The ACLU called that bill a violation of the First Amendment. Udall’s new bill also infringes on free speech rights, said Mike Stabile of the Free Speech Coalition, an organization that represents the adult entertainment industry and has fought First Amendment cases.
“The bill is unconstitutional, as it asks that the government limit access to otherwise legal speech,” Stabile said. “The government is welcome to fund a campaign to encourage parents or guardians to use filters, and private companies are welcome to install filters of their own volition. But the government can not require them to do so.”
The Arizona Mirror asked Udall if she was aware of the existing controls and third-party applications, but she did not respond to these questions.
Udall said she had never heard of Sevier and did not know that large portions of her bill were identical to his model legislation.
“This bill was brought to me by concerned parents/grandparents in my district who are trying to keep pornography out of the hands of children,” Udall said in an email to the Mirror. “It is something I have been working with them on for a few years now. Children are accessing pornography at younger and younger ages and it is something many parents and grandparents are working hard to prevent.”
She did not respond to follow up questions and requests for comment.
Sevier, when reached by email, said he didn’t know anything about Udall or her HB 2115.
“She does not know me. I don’t know her. I’ve never approached her. We have not shared information with Arizona lawmakers,” Sevier said. “I work in the music business and am working on new releases overseas. I know nothing of this situation.”
However, an investigation by the Mirror found some inconsistencies with some of Sevier’s claims.
Sevier, who says he lives in Paris now, was at the Missouri Capitol last year after he had been deemed a “security risk” two years earlier. And in February 2021, he was escorted from the Oklahoma State Capitol after he got into an altercation with a lawmaker.

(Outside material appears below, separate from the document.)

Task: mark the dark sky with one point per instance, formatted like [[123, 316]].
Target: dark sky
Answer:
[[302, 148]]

In an email exchange with the Mirror, Sevier claimed to not work for the “Special Forces of Liberty,” a group he has listed in his lawsuits and that lists him as a “national contact” on its website. The group’s website also includes numerous pieces of draft legislation, including one that is substantially similar to Udall’s bill.
And the website’s “how to lobby” videos are on on a YouTube channel that also promoted Sevier’s music, including a song that appears to be dedicated to the Jan. 6 pro-Trump insurrectionists.
Sevier claimed a “Columbia law school” professor wrote the SOCA bill and said the Mirror should contact him, but refused to identify the professor.
“I have no concerns and have nothing to do with the things you are interested in covering,” Sevier said. “I am the author of certain musical works of art that’s all.”
Sevier has a long and complicated history that also includes, most famously, an attempt to marry his laptop to protest gay marriage. He also was arrested for stalking country star John Rich and a 17-year-old girl, and is known for embellishing the truth.
“It’s worth noting that the bill limits access to this type of content for everyone, not just minors,” Stabile said of Udall’s bill. “Anyone who turns on a phone or tablet in Arizona would see a filter automatically activated, regardless of whether they live and purchased the device here, or are just visiting the state. And individuals who turn off the filter on their own devices would be legally liable if a minor somehow accessed content on their device.”